Au Bénin, à l’approche du scrutin présidentiel du 12 avril, le parti d’opposition Les Démocrates semble engagé dans une séquence critique qui dépasse la simple dissidence interne. Les départs successifs, les ralliements publics et les défections territoriales dessinent désormais les contours d’une implosion politique.

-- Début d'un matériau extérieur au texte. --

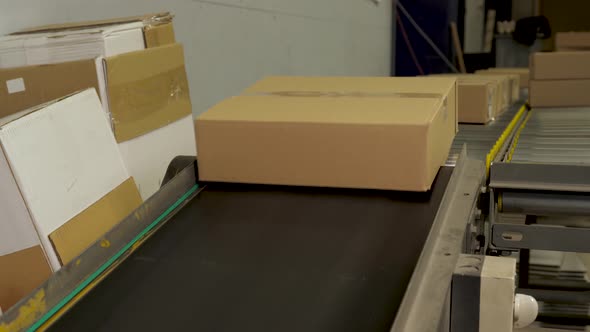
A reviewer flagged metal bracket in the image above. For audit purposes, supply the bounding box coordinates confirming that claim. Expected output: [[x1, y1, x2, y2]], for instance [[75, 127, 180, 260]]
[[492, 224, 590, 253], [391, 148, 486, 332]]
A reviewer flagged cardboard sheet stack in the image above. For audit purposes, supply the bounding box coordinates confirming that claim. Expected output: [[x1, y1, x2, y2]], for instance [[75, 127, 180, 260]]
[[195, 77, 457, 191], [529, 51, 590, 107], [0, 13, 196, 199], [0, 89, 141, 309]]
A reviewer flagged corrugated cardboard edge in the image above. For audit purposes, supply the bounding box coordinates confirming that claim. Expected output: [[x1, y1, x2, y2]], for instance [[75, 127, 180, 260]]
[[0, 89, 92, 126], [104, 44, 192, 143], [143, 22, 176, 48], [0, 245, 51, 311], [11, 12, 174, 35], [49, 177, 142, 265], [0, 60, 99, 117]]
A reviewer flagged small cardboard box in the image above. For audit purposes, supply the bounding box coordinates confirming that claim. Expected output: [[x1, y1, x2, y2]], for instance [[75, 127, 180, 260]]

Selon plusieurs informations concordantes, de nouvelles coordinations communales, des cadres stratégiques et des responsables influents des Les Démocrates s’apprêtent à annoncer leur soutien à la candidature de Romuald Wadagni. Ces déclarations, attendues dans les prochains jours, pourraient accélérer un processus déjà bien entamé.
Les prémices d’un effondrement
Les premiers signes étaient apparus il y a plusieurs semaines. Basile Ahossi, plusieurs députés et des cadres reconnus du parti avaient publiquement exprimé leur soutien à Romuald Wadagni.
Ces choix avaient été présentés comme marginaux. Ils apparaissent aujourd’hui comme les actes fondateurs d’un cycle de désagrégation interne. Lorsqu’un parti voit ses figures visibles rompre l’alignement stratégique, c’est que la crise est déjà enracinée.
Une fragmentation nationale
Du Nord au Sud, de l’Est à l’Ouest, des coordinations locales ont fait défection. Certaines ont officialisé leur ralliement depuis des mois ; d’autres ont exprimé clairement leur soutien ces dernières semaines. Le phénomène est désormais national.
En analyse organisationnelle, la perte simultanée de relais territoriaux et de figures parlementaires constitue un indicateur avancé de désintégration. Le centre ne contrôle plus la périphérie. L’autorité verticale se délite. La cohésion partisane devient théorique.
L’effet d’irréversibilité
Chaque nouveau ralliement alimente une dynamique cumulative. Plus les soutiens à Romuald Wadagni s’élargissent, plus la crédibilité électorale du parti quitté s’affaiblit. Ce mécanisme crée un effet d’irréversibilité : la perception d’une vague en formation accélère la vague elle-même.
La candidature de Romuald Wadagni bénéficie d’une adhésion transversale qui dépasse les frontières de la mouvance présidentielle. Elle capte désormais des segments issus de l’opposition, redessinant les lignes traditionnelles du débat politique.
Fin de cycle ?
À ce rythme, plusieurs observateurs évoquent non plus une crise interne, mais la fin d’un cycle politique pour Les Démocrates. Une organisation qui perd ses cadres, ses députés et ses coordinations territoriales entre dans une zone de turbulence dont il est difficile de sortir intact.
Le 12 avril pourrait alors consacrer un double événement : un raz-de-marée électoral en faveur de Romuald Wadagni ; et l’officialisation d’une recomposition profonde du paysage partisan béninois. L’implosion n’est plus une hypothèse théorique. Elle s’écrit, jour après jour, déclaration après déclaration.